ORIGINAL

Presencia de Spiroplasma penaei en plancton, bentos y fauna acompañante en fincas camaroneras de Colombia

Presence of Spiroplasma penaei in plankton, benthos and fauna in shrimps farms of Colombia

José Altamiranda M,¹ Acuicultor, Marcela Salazar V,¹ M.D, Boris Briñez R,^1,2* M.Sc.

¹Centro de Investigaciones para la Acuacultura de Colombia (Ceniacua), Cra 9 C No. 114-60, Bogotá, Colombia.
²Universidad Estatal de Campinas - UNICAMP, Departmento de Genética, Evolución y Bioagentes. Instituto de Biologia, Brazil.

^*Correspondencia: borisbrinez@hotmail.com.

Recibido: Junio de 2010; Aceptado: Febrero de 2011.

Objetivo. Determinar la presencia de Spiroplasma penaei en el plancton, bentos y fauna acompañante en 2 fincas comerciales de camarones. Materiales y métodos. Fueron colectadas 200 muestras para identificación de lesiones características de Spiroplasma, a través de la técnica de histología, mientras que para la técnica de PCR se tomaron 326 muestras de plancton, bentos y fauna acompañante. Las muestras colectadas fueron preservadas en tubos estériles con etanol al 95% para análisis de PCR y en solución Davidson para análisis histológicos. Resultados. En los muestreos realizados en las dos fincas camaroneras fue detectada la presencia de Spiroplasma en una muestra de un representante de los dípteros (mosca de agua) a través de la técnica de PCR en tiempo real, el cual arrojo una Tm=84, similar a la del control positivo de Spiroplasma utilizado. Esta muestra fue secuenciada y comparada con secuencias de bacterias almacenadas en el banco de datos GenBank usando el algoritmo BLAST, encontrando 100% de homología con un fragmento de los genes ribosomales 16S de la bacteria Spiroplasma penaei. Conclusiones. La mosca de agua es portadora de Spiroplasma penaei, sin embargo no se puede afirmar que este organismo sea el transmisor de la infección, por lo que se recomienda realizar ensayos de tipo experimental con moscas de agua infectadas con Spiroplasma penaei, en camarones libres de patógenos, para evaluar si en realidad es el vector de infección.

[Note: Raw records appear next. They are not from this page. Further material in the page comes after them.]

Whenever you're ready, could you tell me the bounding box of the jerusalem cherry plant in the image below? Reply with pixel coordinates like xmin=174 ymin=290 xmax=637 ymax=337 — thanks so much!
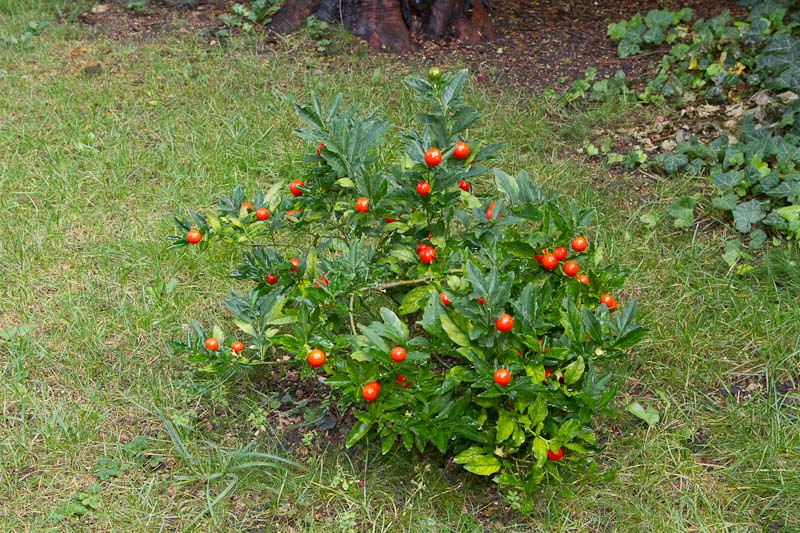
xmin=172 ymin=71 xmax=645 ymax=488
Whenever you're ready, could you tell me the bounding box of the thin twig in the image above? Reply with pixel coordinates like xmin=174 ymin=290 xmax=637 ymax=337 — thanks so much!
xmin=358 ymin=268 xmax=463 ymax=292
xmin=350 ymin=292 xmax=356 ymax=335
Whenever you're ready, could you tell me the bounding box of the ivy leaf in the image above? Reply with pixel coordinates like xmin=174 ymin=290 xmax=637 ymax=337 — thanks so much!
xmin=733 ymin=200 xmax=767 ymax=233
xmin=711 ymin=170 xmax=744 ymax=193
xmin=617 ymin=39 xmax=640 ymax=58
xmin=667 ymin=196 xmax=697 ymax=228
xmin=625 ymin=402 xmax=661 ymax=427
xmin=655 ymin=153 xmax=689 ymax=174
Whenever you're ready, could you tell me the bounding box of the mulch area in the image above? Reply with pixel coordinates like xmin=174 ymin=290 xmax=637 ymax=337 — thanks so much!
xmin=79 ymin=0 xmax=744 ymax=91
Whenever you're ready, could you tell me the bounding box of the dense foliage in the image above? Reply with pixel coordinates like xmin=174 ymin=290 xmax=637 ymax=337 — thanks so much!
xmin=172 ymin=69 xmax=645 ymax=488
xmin=608 ymin=2 xmax=800 ymax=247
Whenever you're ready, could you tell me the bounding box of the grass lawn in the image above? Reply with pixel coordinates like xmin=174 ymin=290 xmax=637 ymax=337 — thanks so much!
xmin=0 ymin=0 xmax=800 ymax=532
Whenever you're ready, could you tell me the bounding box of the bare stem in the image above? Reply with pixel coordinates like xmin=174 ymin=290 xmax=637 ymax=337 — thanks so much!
xmin=350 ymin=292 xmax=356 ymax=335
xmin=358 ymin=268 xmax=463 ymax=294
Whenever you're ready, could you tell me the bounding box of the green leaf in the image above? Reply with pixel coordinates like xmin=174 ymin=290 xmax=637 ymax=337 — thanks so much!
xmin=528 ymin=396 xmax=547 ymax=427
xmin=722 ymin=239 xmax=742 ymax=267
xmin=533 ymin=437 xmax=550 ymax=467
xmin=496 ymin=409 xmax=517 ymax=442
xmin=0 ymin=325 xmax=36 ymax=341
xmin=617 ymin=39 xmax=640 ymax=58
xmin=397 ymin=285 xmax=431 ymax=315
xmin=606 ymin=20 xmax=628 ymax=41
xmin=655 ymin=153 xmax=689 ymax=174
xmin=644 ymin=9 xmax=675 ymax=30
xmin=625 ymin=402 xmax=661 ymax=427
xmin=564 ymin=355 xmax=586 ymax=385
xmin=453 ymin=446 xmax=501 ymax=476
xmin=233 ymin=319 xmax=256 ymax=337
xmin=345 ymin=422 xmax=372 ymax=448
xmin=667 ymin=196 xmax=697 ymax=228
xmin=439 ymin=312 xmax=471 ymax=346
xmin=733 ymin=200 xmax=767 ymax=233
xmin=494 ymin=168 xmax=519 ymax=204
xmin=381 ymin=307 xmax=408 ymax=339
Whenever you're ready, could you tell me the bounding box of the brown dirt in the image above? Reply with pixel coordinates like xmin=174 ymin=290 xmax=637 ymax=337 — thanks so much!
xmin=79 ymin=0 xmax=743 ymax=90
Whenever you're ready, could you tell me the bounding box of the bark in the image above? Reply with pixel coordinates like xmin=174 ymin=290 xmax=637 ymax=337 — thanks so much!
xmin=270 ymin=0 xmax=494 ymax=53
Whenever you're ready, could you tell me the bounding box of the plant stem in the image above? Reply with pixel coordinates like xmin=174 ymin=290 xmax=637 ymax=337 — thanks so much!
xmin=358 ymin=268 xmax=463 ymax=294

Palabras clave: Bentos, PCR, Penaeus vannamei, pláncton, Spiroplasma. (Fuente: AIMS).

Abstract

Objective. To determine the presence of Spiroplasma penaei on plankton, benhtos and fauna samples, in two commercial shrimp farms. Material and methods. A total of 526 samples of plankton, benthos and fauna were collected; 200 samples were used for histological examination to identify the typical lesions of Spiroplasma, and 326 samples were used for PCR. The samples collected were keep in sterile tubes and preserved in Davidson solution for histological analyses and in 95% ethanol solution for PCR. Results. The presence of Spiroplasma was detected in a water fly through the technique of real time PCR with a melting temperature Tm=84, similar to the positive control used. This sample was sequenced and compared with sequences of bacteria stored in the GenBank database using the BLAST algorithm, founding 100% homology with a fragment of the 16S ribosomal genes of the bacterium Spiroplasma penaei. Conclusions. The water fly can carry the Spiroplasma penaei, however more experimental assays are required, using water flies infected with Spiroplasma penaei and pathogen-free shrimp to prove this findings.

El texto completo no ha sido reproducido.